Single-Cell Spatial Transcriptomics Analysis Guideline
Single-Cell Spatial Transcriptomics technology acquires gene expression profiles at single-cell resolution while preserving the spatial location information of tissues. It enables the in situ parsing of complex biological networks involving "cell type—spatial distribution—microenvironment—cell communication".
Based on single-cell spatial transcriptomics analysis, one can not only characterize fine molecular maps of tissue structures and identify spatially specific gene expression patterns but also deeply analyze tumor microenvironments, immune infiltration states, spatial dynamics of embryonic development, and regional heterogeneity of brain tissues. Combined with multiplexed cell communication and colocalization algorithms, it can reveal complex intercellular interaction mechanisms, providing a powerful spatial evidence chain for basic biological research, disease pathogenesis exploration, and potential target mining.

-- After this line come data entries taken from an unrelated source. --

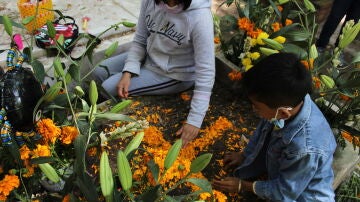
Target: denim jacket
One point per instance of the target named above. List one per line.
(298, 159)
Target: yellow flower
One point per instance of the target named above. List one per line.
(24, 152)
(254, 55)
(68, 134)
(262, 35)
(7, 185)
(280, 39)
(42, 150)
(48, 130)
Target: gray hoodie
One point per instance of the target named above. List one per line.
(179, 46)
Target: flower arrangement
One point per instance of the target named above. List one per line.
(266, 27)
(67, 150)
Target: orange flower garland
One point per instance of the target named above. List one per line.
(7, 185)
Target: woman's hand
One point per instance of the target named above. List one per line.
(123, 85)
(188, 133)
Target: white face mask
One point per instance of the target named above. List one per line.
(279, 123)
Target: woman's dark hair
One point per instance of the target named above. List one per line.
(186, 3)
(278, 80)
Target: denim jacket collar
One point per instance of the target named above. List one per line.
(294, 126)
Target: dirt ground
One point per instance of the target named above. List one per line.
(225, 102)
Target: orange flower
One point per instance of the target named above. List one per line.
(7, 185)
(184, 96)
(235, 75)
(276, 26)
(254, 33)
(24, 152)
(48, 130)
(288, 22)
(68, 134)
(42, 150)
(216, 40)
(344, 97)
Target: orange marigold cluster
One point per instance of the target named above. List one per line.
(48, 130)
(235, 75)
(7, 185)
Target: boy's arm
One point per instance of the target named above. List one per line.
(295, 174)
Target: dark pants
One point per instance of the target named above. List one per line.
(350, 8)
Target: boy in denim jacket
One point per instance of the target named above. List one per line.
(293, 143)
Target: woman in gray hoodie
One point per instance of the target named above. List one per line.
(172, 51)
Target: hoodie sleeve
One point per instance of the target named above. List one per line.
(137, 50)
(202, 36)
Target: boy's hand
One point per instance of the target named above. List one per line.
(229, 184)
(123, 85)
(188, 133)
(232, 160)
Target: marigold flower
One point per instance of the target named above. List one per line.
(280, 39)
(344, 97)
(245, 24)
(41, 150)
(48, 130)
(24, 152)
(235, 75)
(254, 55)
(276, 26)
(7, 185)
(68, 134)
(262, 35)
(288, 22)
(216, 40)
(254, 33)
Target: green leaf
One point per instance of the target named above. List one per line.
(356, 58)
(124, 171)
(39, 70)
(134, 143)
(58, 67)
(51, 29)
(204, 184)
(297, 35)
(111, 49)
(60, 39)
(172, 154)
(200, 163)
(155, 170)
(7, 25)
(284, 30)
(106, 176)
(27, 20)
(297, 50)
(113, 116)
(74, 71)
(169, 199)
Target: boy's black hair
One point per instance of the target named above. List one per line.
(186, 3)
(278, 80)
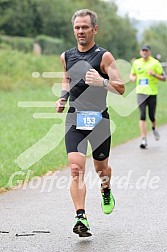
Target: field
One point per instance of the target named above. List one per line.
(31, 135)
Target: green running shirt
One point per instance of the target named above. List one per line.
(145, 83)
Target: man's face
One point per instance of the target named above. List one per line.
(145, 53)
(83, 30)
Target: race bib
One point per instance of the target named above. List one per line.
(143, 82)
(87, 120)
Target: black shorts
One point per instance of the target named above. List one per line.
(76, 140)
(143, 102)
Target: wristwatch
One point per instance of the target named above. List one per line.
(105, 83)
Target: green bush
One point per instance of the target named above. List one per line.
(18, 43)
(50, 45)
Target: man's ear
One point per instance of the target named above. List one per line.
(95, 29)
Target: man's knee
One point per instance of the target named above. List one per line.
(76, 171)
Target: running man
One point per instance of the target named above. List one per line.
(90, 72)
(147, 71)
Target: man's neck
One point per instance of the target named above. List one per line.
(85, 48)
(146, 59)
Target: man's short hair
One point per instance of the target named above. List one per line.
(146, 47)
(86, 12)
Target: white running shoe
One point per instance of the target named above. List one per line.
(143, 144)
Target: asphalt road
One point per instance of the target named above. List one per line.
(137, 224)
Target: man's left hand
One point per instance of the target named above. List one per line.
(93, 78)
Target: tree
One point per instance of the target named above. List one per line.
(156, 37)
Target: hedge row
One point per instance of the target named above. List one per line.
(47, 45)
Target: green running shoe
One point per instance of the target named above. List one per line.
(108, 201)
(81, 226)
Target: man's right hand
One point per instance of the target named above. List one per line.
(60, 105)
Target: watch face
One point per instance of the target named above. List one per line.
(105, 82)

To help users quickly master the mining and key outputs of spatial transcriptomics data, SeekGene provides a systematic downstream analysis workflow and tutorials, covering key steps such as basic quality control (QC), dimensionality reduction and clustering, multi-sample integration, spatial microenvironment (Niche) identification, spatial colocalization, and multi-dimensional cell communication analysis. Each tutorial clearly defines input file specifications, applicable scenarios, and interpretable outputs, assisting users in efficiently completing data interpretation and translating results.
SeekSpace™ Tools
SeekSpace™ Tools is SeekGene's standardized analysis software for single-cell spatial transcriptomics data. It uses SeekSoul Tools as the core to process transcriptomics expression data and has been specifically expanded for spatial omics technologies. It supports the full-chain processing from raw sequencing data (expression libraries, spatial libraries, HDMI libraries) and section images (DAPI/HE) to cell-level spatial feature expression matrices.
It provides one-stop coverage of the following core analysis modules:
- Spatial Cell Localization: Precisely locates single cells to the physical pixel coordinates of the chip by parsing the mapping relationship between Spatial Barcodes and Cell Barcodes on the chip.

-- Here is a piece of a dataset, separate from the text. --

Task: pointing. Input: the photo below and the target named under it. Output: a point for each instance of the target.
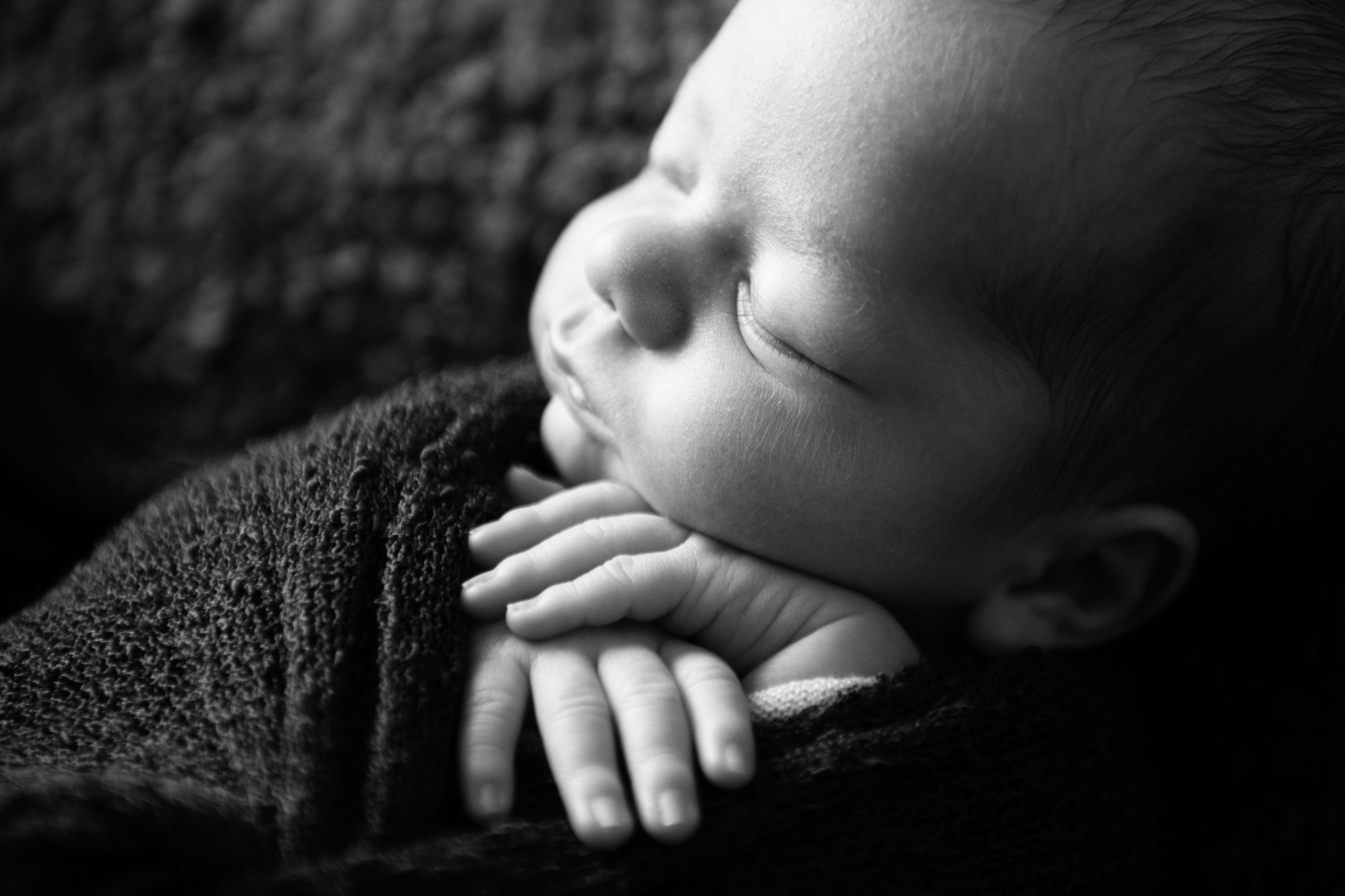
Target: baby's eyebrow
(803, 232)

- Tissue Image Segmentation: Automatically processes tissue section images to achieve segmentation of effective tissue coverage areas from the background.
- Downstream Data Analysis: Built-in Seurat and Scanpy workflows to perform QC, dimensionality reduction, clustering, and differentially expressed gene (DEG) analysis on cells localized within tissue regions.
- Spatial Visualization: Accurately overlays clustering results onto in situ tissue images for display.
After processing by SeekSpace™ Tools, it provides high-quality standard inputs (including the filtered_feature_bc_matrix expression matrix and the cell_locations.tsv.gz file with real cell pixel coordinates) for subsequent advanced spatial mining.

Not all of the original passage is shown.